The time loss isn’t just a minor rounding error. Russell revealed he was actively bleeding four-tenths of a second purely on the straights during Q3, and an alarming seven-tenths during Friday’s FP2 session.
The Mercedes engineers have been chasing this ghost in the machine since the Austrian Grand Prix. The team genuinely believed they had diagnosed the flaw during Sprint Qualifying at the British Grand Prix earlier this month, where Russell suffered a similar three-and-a-half-tenths loss. Coming into the Spa weekend, Russell was so convinced the issue was user error that he actively altered his driving style on Thursday, only to find absolutely zero improvement on the stopwatch.

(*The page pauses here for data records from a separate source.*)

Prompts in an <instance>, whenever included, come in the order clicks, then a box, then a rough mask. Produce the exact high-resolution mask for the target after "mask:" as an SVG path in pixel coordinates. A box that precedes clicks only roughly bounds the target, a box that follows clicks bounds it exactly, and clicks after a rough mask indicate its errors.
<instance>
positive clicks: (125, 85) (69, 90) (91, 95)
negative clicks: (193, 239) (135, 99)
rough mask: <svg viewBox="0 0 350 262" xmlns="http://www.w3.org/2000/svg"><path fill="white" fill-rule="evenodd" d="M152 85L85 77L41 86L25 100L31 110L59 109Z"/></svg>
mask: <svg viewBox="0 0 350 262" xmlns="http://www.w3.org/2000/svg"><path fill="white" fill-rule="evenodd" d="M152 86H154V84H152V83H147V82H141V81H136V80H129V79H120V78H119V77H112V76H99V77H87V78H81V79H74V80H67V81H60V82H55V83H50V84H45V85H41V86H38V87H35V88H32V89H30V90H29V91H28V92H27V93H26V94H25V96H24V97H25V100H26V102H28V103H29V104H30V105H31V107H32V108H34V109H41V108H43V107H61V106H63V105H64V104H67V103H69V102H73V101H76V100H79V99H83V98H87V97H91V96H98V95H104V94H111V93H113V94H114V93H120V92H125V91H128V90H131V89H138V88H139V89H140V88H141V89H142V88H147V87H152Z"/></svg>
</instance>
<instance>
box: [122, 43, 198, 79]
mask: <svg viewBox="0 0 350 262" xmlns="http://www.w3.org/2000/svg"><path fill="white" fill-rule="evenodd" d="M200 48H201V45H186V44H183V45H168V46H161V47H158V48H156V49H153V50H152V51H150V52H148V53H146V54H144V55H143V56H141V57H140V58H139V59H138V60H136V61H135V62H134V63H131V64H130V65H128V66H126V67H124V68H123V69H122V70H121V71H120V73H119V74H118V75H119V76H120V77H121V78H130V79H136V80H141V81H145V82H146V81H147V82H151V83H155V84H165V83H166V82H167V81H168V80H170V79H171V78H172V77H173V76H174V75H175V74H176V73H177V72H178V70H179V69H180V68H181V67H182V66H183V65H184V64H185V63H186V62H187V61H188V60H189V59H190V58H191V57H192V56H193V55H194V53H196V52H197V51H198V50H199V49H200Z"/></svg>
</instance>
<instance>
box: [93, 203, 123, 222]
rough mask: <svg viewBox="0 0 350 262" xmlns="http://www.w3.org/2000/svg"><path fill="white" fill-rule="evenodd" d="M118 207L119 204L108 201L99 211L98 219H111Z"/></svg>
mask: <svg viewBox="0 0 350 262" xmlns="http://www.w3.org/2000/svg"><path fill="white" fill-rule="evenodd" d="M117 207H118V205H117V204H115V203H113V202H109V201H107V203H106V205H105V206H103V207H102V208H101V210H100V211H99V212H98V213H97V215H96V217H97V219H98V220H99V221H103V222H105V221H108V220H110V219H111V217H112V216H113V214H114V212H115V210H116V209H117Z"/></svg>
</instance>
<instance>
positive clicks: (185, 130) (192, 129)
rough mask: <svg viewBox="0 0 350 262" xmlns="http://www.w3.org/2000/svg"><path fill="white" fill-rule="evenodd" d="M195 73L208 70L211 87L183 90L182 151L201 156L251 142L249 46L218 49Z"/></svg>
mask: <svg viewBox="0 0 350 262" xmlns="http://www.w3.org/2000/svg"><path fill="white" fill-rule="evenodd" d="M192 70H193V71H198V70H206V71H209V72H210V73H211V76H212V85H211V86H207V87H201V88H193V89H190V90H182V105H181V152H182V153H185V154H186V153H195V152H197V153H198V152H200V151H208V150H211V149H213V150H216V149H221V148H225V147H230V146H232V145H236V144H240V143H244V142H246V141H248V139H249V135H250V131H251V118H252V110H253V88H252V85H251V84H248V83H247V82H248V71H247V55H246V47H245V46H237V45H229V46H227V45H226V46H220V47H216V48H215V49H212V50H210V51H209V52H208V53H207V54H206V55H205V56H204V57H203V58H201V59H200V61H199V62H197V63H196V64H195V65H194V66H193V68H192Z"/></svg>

“So we keep going through this process of ‘oh, we think it’s this’. We change it. ‘Oh, it’s not this, maybe it’s the driving style’. I thought it was the driving style. Honestly, I came into this weekend and said on Thursday, ‘I think it’s the driving style’. Changed the driving style, and it’s not the driving style.”
The Silverstone Blueprint
With no magic setup fix available before the lights go out on Sunday, Russell is fully aware he will be highly vulnerable to the Ferraris and McLarens starting behind him. As he bluntly put it, fighting at the front of the grid right now feels like “battling with one hand behind your back.”

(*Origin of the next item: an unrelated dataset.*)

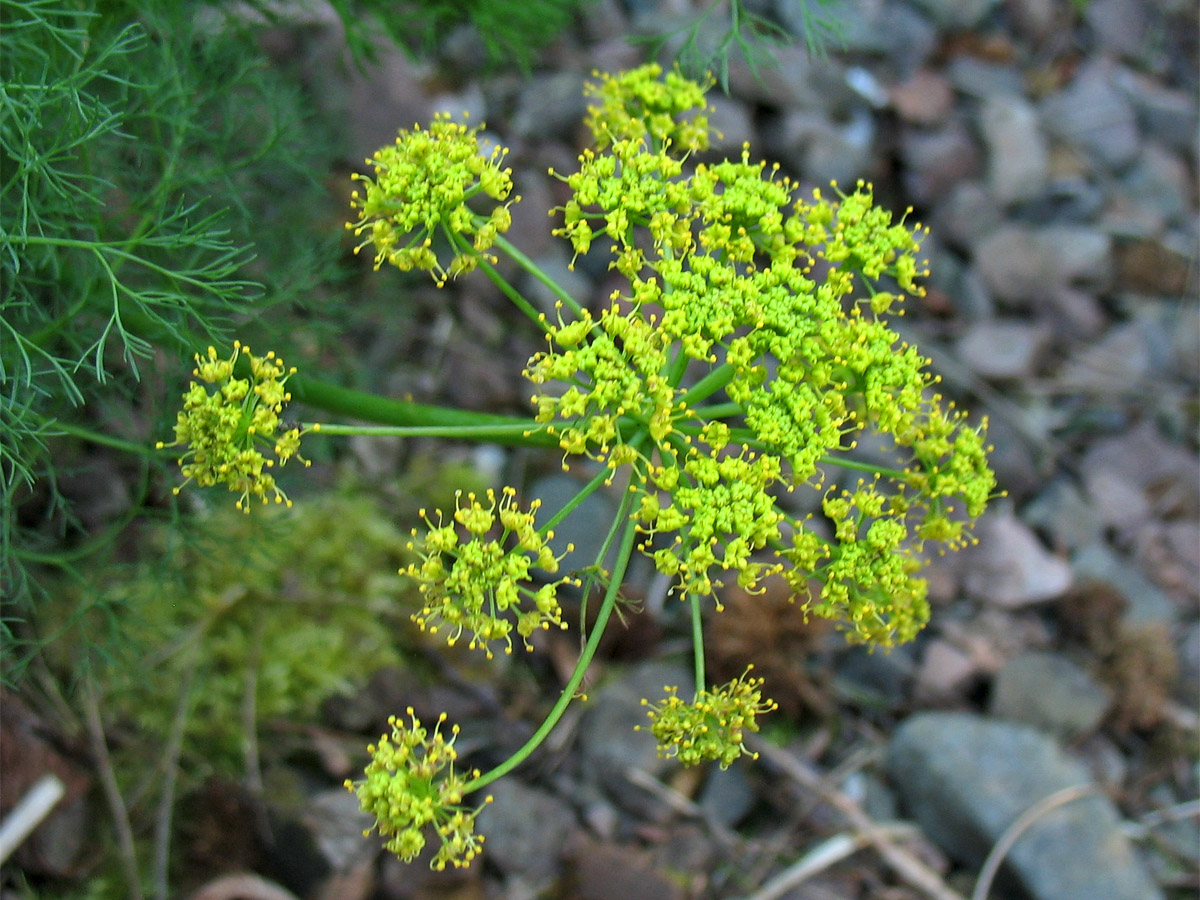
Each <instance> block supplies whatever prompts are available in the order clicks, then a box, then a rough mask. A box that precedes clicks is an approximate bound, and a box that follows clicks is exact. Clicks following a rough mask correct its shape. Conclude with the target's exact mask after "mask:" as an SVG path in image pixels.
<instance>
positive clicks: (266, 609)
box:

However, Russell doesn’t need to look far for a beacon of hope—he just needs to look back to his home race at Silverstone.
During the British Grand Prix, Russell was highly vocal about suffering from the exact same straight-line speed issues throughout the weekend. He felt his pace was poor, and a slow puncture even forced an unscheduled pit stop that dropped him all the way down to seventh. Yet, by keeping his head down and staying within striking distance, he was perfectly positioned to capitalize on a late-race Safety Car and chaos ahead of him to secure a wildly unexpected P2 podium finish behind Ferrari’s Charles Leclerc.
After that race, Russell admitted that he “wouldn’t have been able to comprehend how those events would have unfolded” to land him on the podium. That exact unpredictability is what he is banking on for Sunday at Spa-Francorchamps.
“But we had the issue in Silverstone and ended up P2 on the podium so I pray, I’m going to try and endure the pain of this issue tomorrow and hope for a great result and try to find a solution for next week [in Hungary].”
If Russell can endure the pain of being heavily exposed on the Kemmel Straight and rely on his racecraft—along with the sheer unpredictability of the Ardennes microclimate—he might just drag his compromised W17 to another shock podium before Mercedes regroups for the Hungaroring.